In 1872, Ralph Waldo Emerson wrote, "Science does not know its debt to imagination," words that still ring true in the worlds of health and healthcare today. The checklists and clinical algorithms of modern medicine leave little space for imagination, and yet we depend on creativity for the advancement of medicine—to diagnose unusual conditions, to innovate treatment, and to make groundbreaking discoveries. We know a great deal about the empirical aspects of medicine, but we know far less about what the medical imagination is, what it does, how it works, or how we might train it. It was not always so. Sari Altschuler will return to AAS to discuss her new book on the history of the medical imagination. During the eighteenth and nineteenth centuries in the United States, doctors understood the imagination to be directly connected to health, intimately involved in healing, and central to medical discovery.
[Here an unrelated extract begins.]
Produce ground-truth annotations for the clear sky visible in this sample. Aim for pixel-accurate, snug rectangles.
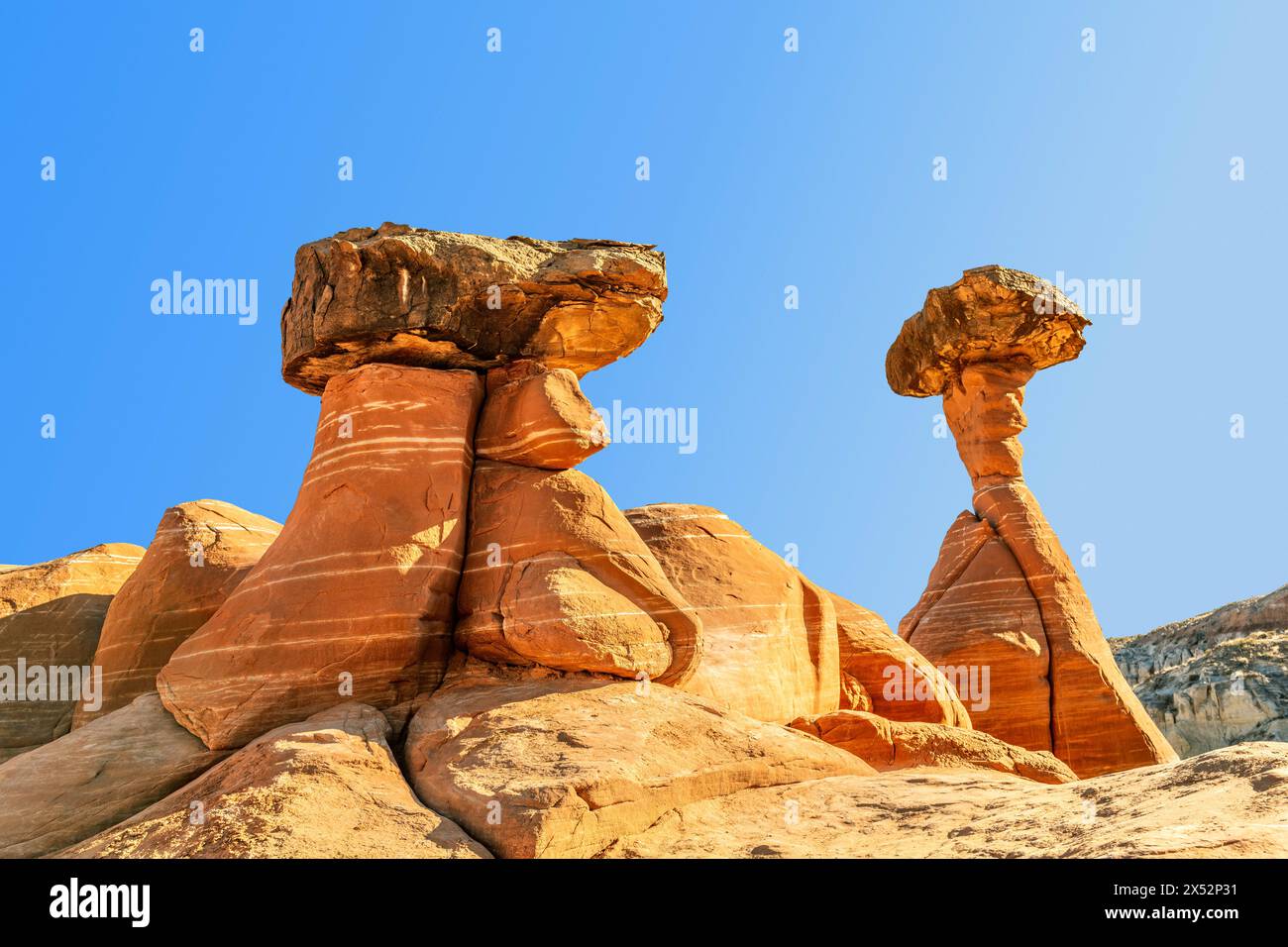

Literature in particular provided physicians and other health writers important forms for crafting, testing, and implementing theories of health. Reading and writing poetry trained judgment, cultivated inventiveness, sharpened observation, and supplied evidence for medical research, while novels and short stories offered new perspectives and sites for experimenting with original medical theories. Health research and practice relied on a broader complex of knowing, in which imagination often worked with and alongside observation, experience, and empirical research. In reframing the historical relationship between literature and health, The Medical Imagination provides a usable past for contemporary conversations about the roles of the imagination and the humanities in health research and practice today.

Sari Altschuler is assistant professor of English and associate director of the Humanities Center at Northeastern University. Her research focuses primarily on American literature and culture before 1865, literature and medicine, disability studies, and the health humanities, broadly understood. Her book The Medical Imagination: Literature and Health in the Early United States has just been published by the University of Pennsylvania Press.